La scène est en Espagne, c'est-à-dire nulle part. Le pays est en proie à la dictature; une répression féroce s'abat sur tous les opposants. Léonore s'est fait embaucher incognito dans la prison où est enfermé son mari Florestan, dont le seul crime est d'avoir voulu dénoncer les abus commis par le régime. Un jour, elle surprend une conversation où Pizarro, le gouverneur de la prison, ordonne l'exécution de Florestan. Léonore réagit ainsi:

Abscheulicher! Wo eilst du hin?
Was hast du vor?
Was hast du vor in wildem Grimme?
Des Mitleids Ruf, der Menschheit Stimme,
Rührt nichts mehr deinen Tigersinn?
Doch toben auch wie Meereswogen
Dir in der Seele Zorn und Wut,
So leuchtet mir ein Farbenbogen,
Der hell auf dunkeln Wolken ruht:
Der blickt so still, so friedlich nieder,
Der spiegelt alte Zeiten wider,
Und neu besänftigt wallt mein Blut.

Komm, Hoffnung, lass den letzten Stern
Der Müden nicht erbleichen!
O komm,
Erhell mein Ziel, sei's noch so fern,
Die Liebe, sie wird's erreichen.

Ich folg dem innern Triebe,
Ich wanke nicht,
Mich stärkt die Pflicht
Der treuen Gattenliebe!
O du, für den ich alles trug,
Könnt' ich zur Stelle dringen,
Wo Bosheit dich in Fesseln schlug,
Und süssen Trost dir bringen!
Ich folg dem innern Triebe, etc.

(Ah! Monstre abominable! Où vas-tu, si pressé?
Que peux-tu bien préparer?
Que peut bien préparer cette fureur sauvage?
Le cri de la pitié, les sentiments humains
N'auront-ils jamais raison de ta cruauté de tigre?
C'est le mugissement des vagues de la mer
Qui vient emplir ton âme de colère et de rage,
Tandis qu'un arc-en-ciel s'illumine pour moi
Qui pose sa clarté sur les nuages sombres:
L'éclat de son regard est tranquille et serein;
On y voit le reflet de temps déjà anciens,
Et mon sang apaisé s'anime de nouveau.

Oh! espoir, viens à moi, ne laisse pas s'éteindre
Cette dernière étoile, pour moi qui suis si lasse!
Oh! viens,
Eclaire mon chemin! Si loin que soit le but,
L'amour y parviendra.

J'obéis à la voix de mon instinct secret
Sans jamais hésiter.
Ma force, je la dois au devoir que m'inspire
La constance des liens de l'amour conjugal.
O toi qui es celui pour qui j'ai tout souffert!
Puissé-je pénétrer jusque dans cet endroit
Où la méchanceté t'a jeté dans les fers
Afin de t'apporter un tendre réconfort!
J'obéis à la voix, etc.)

La traduction (de l'Avant-Scène Opéra) est un peu maladroite; mais peu importe: cet air me bouleverse.

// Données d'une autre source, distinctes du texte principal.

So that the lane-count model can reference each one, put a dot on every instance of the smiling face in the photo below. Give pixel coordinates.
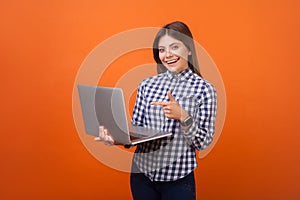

Léonore ignore si Florestan sortira un jour de prison, s'il se souvient encore d'elle, si l'épreuve ne l'a pas brisé au point qu'il est incapable de revenir à une vie normale, et si la mort décrétée par Pizarro n'est pas préférable à une existence qui n'a peut-être plus rien d'humain. Il ne lui reste qu'une chose: elle sait que Florestan est là, qu'il est encore vivant, que seules quelques dizaines de mètres les séparent, bien qu'elle se sache incapable de les franchir; et ce maigre réconfort est sur le point de lui être ôté. Mais c'est justement à ce moment-là, alors que tout semble perdu, que Léonore découvre l'essentiel: l'amour, l'espoir en l'amour, l'amour qui à lui seul donne des raisons de croire en la vie, même au cœur de la plus profonde solitude, quand tout paraît prouver (à tort!...) qu'il n'y a plus rien d'autre à attendre que la mort. J'écoute souvent cet air dans mes moments de tristesse, pour me rappeler que les plus belles raisons d'espérer et d'aimer ne doivent pas venir du dehors: c'est au fond de soi qu'il faut aller les chercher. J'aimerais ne jamais oublier cette importante leçon.